We will also debut a new game called: “Guess who’s mom drank alcohol while she was pregnant.”

Let me go ahead and tell you, if you don’t already know: Moon bounces are fun. And no major injuries to any of our drunk friends—it’s a miracle. Just minor scrapes and bruises and sore legs for everyone. We played all kinds of games like basketball, four square, count-to-five-with-your-eyes-closed-and-try-to-hit-someone-with-the-ball, and just plain bounced. Plus a lot of rescuing each other from the almighty moon bounce crevasses. The mass bounce with at least 20 people was like trying to stand on water. Moon bounces rule! I’ll put some pictures up soon.

Update: Here are my pictures from the moon bounce party.
And Courtney’s pix.
Us singing the hockey pockey.

some dude

Engine 51

Wednesday, March 15th, 2006 by some dude

It’s been a couple months since anything has been added to the site. That’s because we had to update the site after getting mildly hacked, and it’s not all updated yet. Screw it, we switched to WordPress.

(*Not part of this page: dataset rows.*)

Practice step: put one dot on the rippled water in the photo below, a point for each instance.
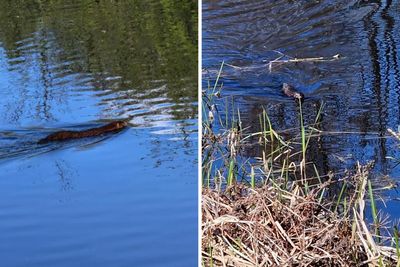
(361, 90)
(128, 199)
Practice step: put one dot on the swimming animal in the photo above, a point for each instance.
(114, 126)
(291, 92)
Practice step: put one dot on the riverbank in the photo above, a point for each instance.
(279, 209)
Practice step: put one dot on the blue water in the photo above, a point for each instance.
(360, 91)
(125, 199)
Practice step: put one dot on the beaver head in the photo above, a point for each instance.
(291, 92)
(117, 125)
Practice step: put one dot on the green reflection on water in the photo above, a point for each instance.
(141, 41)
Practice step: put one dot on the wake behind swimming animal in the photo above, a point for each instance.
(289, 91)
(114, 126)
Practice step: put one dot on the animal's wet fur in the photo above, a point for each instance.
(291, 92)
(114, 126)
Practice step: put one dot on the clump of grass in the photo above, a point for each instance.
(280, 211)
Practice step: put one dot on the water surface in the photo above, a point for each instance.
(128, 199)
(360, 91)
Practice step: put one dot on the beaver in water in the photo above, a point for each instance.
(114, 126)
(291, 92)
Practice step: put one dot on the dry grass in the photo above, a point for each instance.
(268, 226)
(278, 210)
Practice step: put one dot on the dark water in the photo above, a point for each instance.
(128, 199)
(361, 90)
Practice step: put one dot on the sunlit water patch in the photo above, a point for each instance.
(124, 199)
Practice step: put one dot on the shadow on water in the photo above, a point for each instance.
(360, 91)
(126, 199)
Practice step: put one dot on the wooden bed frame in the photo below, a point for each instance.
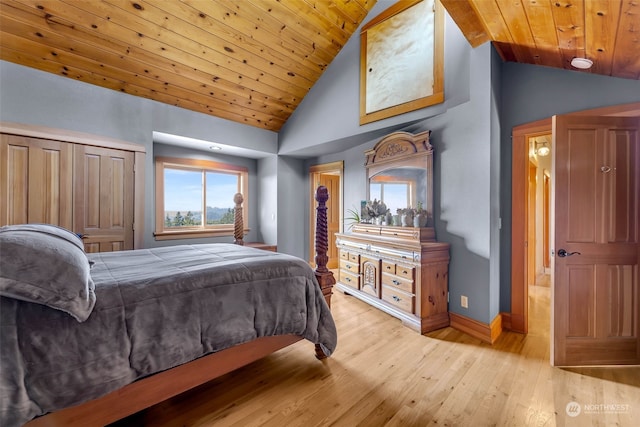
(156, 388)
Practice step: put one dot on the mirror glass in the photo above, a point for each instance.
(400, 188)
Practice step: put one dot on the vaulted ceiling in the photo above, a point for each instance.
(249, 61)
(553, 32)
(253, 61)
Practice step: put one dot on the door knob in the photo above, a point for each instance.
(562, 253)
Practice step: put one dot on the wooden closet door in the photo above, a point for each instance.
(103, 199)
(597, 222)
(35, 181)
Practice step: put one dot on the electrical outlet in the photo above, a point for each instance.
(464, 301)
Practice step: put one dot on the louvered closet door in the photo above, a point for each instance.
(103, 199)
(35, 181)
(597, 223)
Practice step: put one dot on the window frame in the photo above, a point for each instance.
(204, 230)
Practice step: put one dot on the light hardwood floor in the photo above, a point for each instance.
(383, 374)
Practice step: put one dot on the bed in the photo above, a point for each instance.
(98, 337)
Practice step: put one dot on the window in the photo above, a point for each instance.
(194, 198)
(393, 194)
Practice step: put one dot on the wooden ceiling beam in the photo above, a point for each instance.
(466, 18)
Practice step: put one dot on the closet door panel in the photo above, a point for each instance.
(36, 181)
(104, 198)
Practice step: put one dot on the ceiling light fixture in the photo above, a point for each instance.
(543, 150)
(581, 63)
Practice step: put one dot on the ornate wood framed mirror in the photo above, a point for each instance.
(400, 172)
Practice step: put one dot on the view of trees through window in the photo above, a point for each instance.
(193, 197)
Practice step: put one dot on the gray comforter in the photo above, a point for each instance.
(155, 309)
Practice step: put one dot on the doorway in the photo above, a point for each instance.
(329, 175)
(521, 170)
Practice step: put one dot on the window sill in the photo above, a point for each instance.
(195, 234)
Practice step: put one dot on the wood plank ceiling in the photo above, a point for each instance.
(253, 61)
(553, 32)
(249, 61)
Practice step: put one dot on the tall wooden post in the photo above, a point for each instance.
(324, 275)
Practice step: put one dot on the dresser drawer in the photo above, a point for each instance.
(396, 282)
(350, 266)
(405, 271)
(349, 279)
(388, 267)
(398, 298)
(408, 233)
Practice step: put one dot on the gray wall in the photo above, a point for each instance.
(34, 97)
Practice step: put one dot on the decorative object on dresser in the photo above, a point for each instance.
(401, 270)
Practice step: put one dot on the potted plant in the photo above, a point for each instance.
(420, 216)
(376, 210)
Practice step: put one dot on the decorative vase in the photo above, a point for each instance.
(407, 220)
(389, 218)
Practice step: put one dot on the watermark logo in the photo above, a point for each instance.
(573, 409)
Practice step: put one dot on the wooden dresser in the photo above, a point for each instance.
(402, 271)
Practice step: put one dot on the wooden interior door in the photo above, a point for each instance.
(597, 219)
(103, 200)
(332, 182)
(531, 225)
(546, 217)
(36, 181)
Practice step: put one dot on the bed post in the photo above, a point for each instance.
(324, 275)
(238, 223)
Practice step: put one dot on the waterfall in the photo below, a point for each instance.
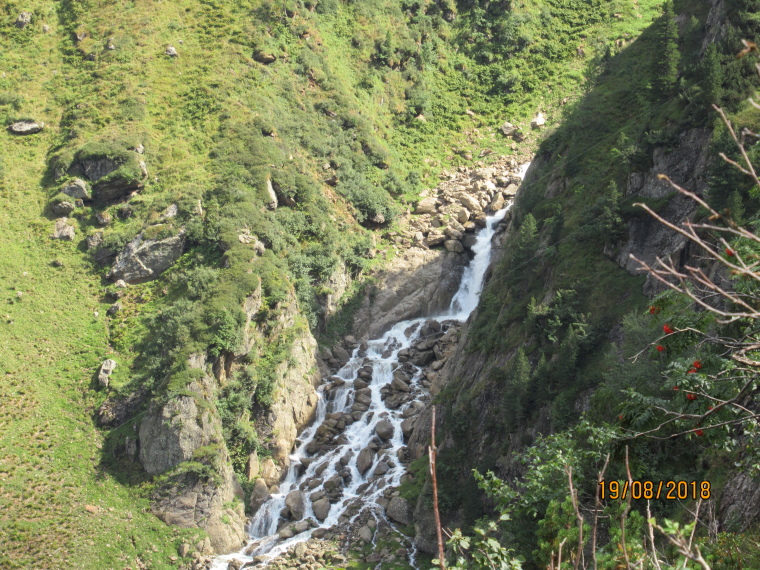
(317, 473)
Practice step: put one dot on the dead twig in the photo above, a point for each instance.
(433, 450)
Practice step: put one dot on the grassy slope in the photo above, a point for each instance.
(50, 341)
(50, 347)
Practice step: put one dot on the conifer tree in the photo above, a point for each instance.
(666, 68)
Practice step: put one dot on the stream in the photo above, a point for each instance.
(375, 391)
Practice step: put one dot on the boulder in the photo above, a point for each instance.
(400, 385)
(95, 240)
(384, 430)
(407, 426)
(508, 129)
(259, 495)
(252, 466)
(321, 508)
(469, 241)
(511, 190)
(296, 504)
(77, 189)
(426, 206)
(106, 369)
(269, 471)
(145, 259)
(264, 57)
(63, 208)
(451, 233)
(366, 534)
(113, 176)
(103, 218)
(469, 202)
(63, 230)
(271, 195)
(454, 246)
(341, 355)
(169, 434)
(365, 460)
(399, 510)
(26, 127)
(497, 203)
(23, 20)
(434, 239)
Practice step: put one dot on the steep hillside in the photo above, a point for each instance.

Anyway, a little update for now: Here are some new Urban Iditarod pictures. This year we went with a SF Fire Dept theme, with dalmatians of course, as Engine 51. I’ll have to put the movies up later.
2006-03-04 Urban Iditarod069.jpg

some dude

The Urban Iditarod

Saturday, March 5th, 2005 by some dude

The Urban Iditarod is apparently an annual race in San Francisco. We just heard about it this year (thanks Herbert). Replace the dogs with people, the sled with a shopping cart, and Alaska with San Francisco, and there you go. Here’s a little chronicle of our adventures. Feel free to add your own stories.


Our team - the Incredibeagles and LABraDORKS.